Similar issues arise in the High Court in relation to applications to set aside a regularly obtained judgment.
In McCullough v BBC [1996] NI 580, Girvan L, as he then was, held that the primary consideration was whether a defendant had merits justifying the matter going to trial. He held:-
"If it is clear that if a defendant has in reality no defence to the plaintiff's claim the setting aside of the judgment would be unjust to the plaintiff and would not be unjust to the defendant since it would merely delay the enforcement of the plaintiff's undoubted rights and send to trial an indefensible case. If on the other hand there is a real trialable issue between the parties justice will normally require that the matter should be allowed to trial."
In addition, Girvan J stated:-
"In determining if there is a real trialable issue between the parties I respectfully differ from Sir Roger Ormrod for I see no compelling reason why the courts should be required to form a provisional view of the probable outcome if the judgment were to be set aside."
The decision in McCullough has been followed in Tracy v O'Dowd & Others [2002] NIQB 48 and also more recently by Weatherup J, as he then was, in the case of Bank of Ireland (UK) PLc v Jones [2014] NIQB 93.

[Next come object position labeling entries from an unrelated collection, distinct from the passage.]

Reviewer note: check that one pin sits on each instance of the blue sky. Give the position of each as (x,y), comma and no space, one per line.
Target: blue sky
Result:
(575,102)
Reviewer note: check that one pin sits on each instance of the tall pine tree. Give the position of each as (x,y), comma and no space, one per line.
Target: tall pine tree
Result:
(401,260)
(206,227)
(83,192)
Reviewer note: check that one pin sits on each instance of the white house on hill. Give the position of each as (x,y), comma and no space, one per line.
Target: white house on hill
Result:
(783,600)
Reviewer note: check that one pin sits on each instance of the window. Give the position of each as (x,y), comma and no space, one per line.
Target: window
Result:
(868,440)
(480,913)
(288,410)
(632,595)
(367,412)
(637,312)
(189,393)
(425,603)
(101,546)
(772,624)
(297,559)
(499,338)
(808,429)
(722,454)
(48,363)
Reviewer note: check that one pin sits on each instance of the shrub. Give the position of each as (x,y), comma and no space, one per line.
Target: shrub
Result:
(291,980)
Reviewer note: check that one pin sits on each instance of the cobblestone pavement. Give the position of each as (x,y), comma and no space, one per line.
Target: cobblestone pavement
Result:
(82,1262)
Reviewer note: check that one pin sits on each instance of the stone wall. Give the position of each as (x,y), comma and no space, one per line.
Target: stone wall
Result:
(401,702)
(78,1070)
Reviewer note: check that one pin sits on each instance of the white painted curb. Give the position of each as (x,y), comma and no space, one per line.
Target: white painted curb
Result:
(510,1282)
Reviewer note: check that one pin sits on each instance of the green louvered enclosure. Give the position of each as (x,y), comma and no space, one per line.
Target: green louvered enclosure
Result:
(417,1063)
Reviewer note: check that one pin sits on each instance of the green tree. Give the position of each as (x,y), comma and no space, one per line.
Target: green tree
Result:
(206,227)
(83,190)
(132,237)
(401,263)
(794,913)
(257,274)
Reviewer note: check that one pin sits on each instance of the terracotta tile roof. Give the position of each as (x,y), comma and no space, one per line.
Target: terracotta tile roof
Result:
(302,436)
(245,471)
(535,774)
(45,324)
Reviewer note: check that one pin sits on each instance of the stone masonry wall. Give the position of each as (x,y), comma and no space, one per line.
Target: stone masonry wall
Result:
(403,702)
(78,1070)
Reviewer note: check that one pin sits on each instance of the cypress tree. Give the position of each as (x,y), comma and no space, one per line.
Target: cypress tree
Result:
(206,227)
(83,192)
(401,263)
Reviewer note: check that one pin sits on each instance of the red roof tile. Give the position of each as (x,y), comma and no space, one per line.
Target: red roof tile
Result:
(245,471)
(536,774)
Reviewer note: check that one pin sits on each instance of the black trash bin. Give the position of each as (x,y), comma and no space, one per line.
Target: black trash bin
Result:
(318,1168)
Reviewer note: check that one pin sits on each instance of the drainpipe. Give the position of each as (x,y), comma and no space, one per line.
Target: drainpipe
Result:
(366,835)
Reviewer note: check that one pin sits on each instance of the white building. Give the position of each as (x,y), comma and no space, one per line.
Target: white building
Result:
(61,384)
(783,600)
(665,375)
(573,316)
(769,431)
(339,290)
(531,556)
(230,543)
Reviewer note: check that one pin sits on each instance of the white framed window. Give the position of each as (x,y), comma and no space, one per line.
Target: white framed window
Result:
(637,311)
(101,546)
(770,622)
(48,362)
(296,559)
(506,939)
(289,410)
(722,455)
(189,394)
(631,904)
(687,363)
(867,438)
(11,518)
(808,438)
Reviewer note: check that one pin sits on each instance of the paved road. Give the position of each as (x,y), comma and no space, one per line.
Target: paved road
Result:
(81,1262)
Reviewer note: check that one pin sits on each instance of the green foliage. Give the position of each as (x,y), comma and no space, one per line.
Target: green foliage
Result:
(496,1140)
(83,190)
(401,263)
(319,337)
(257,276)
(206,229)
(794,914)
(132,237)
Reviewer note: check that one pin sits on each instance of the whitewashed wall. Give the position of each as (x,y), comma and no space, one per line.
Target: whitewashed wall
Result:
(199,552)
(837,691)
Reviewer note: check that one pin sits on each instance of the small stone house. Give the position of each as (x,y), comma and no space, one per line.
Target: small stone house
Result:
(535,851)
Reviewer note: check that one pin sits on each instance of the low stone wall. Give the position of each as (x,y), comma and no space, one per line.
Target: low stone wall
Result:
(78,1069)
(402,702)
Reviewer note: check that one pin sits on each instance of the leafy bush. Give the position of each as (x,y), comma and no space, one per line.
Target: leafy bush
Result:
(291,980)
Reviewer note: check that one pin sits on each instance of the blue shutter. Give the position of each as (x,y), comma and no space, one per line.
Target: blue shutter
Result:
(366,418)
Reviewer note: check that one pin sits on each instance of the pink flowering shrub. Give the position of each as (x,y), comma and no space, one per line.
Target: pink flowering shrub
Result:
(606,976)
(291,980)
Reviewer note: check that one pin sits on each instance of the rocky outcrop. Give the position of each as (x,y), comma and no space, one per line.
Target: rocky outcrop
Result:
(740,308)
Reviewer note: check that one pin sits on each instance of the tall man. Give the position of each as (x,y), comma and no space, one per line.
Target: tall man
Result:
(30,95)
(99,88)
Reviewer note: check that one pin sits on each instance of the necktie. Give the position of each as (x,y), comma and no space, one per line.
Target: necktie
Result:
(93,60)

7. In this matter, having considered the terms of the proposed response of the respondent, I am satisfied that the respondent has set out a defence which has some merit and/or sets out a real triable issue. Indeed, properly, in my judgment, the claimant's representative did not seek to suggest otherwise. However, the claimant's representative emphasised the failure to comply with the relevant time-limits and the consequential delay in this matter. However, she acknowledged that there was no real and/or forensic prejudice to the claimant by this delay. In the proposed response form, the respondent has set out an explanation for the delay explaining that, although her solicitor had returned papers to her for approval by letter dated 12 October 2016, she had failed to deal with the correspondence and thereby missed the deadline of 18 October 2016 for filing the response. As the respondent acknowledges and accepts this should not have occurred and it is clearly unfortunate that relevant and appropriate action to remedy this error was not taken before the default judgment had to be entered.
8. In the circumstances, I concluded that, although the failure to comply with the relevant time-limits was unsatisfactory and should not have occurred, I do not think that this is a determinative factor in determining this application, given that no real or forensic prejudice has occurred to the claimant. Since that there is now a proposed response on the merits I am satisfied that, having regard to the terms of the overriding objective, the said Default judgment should now be revoked, time should be extended for presenting the said response and the said response should now be accepted by the Secretary of the Tribunals. In light of the foregoing, the matter should now proceed in accordance with the relevant Rules of Procedure.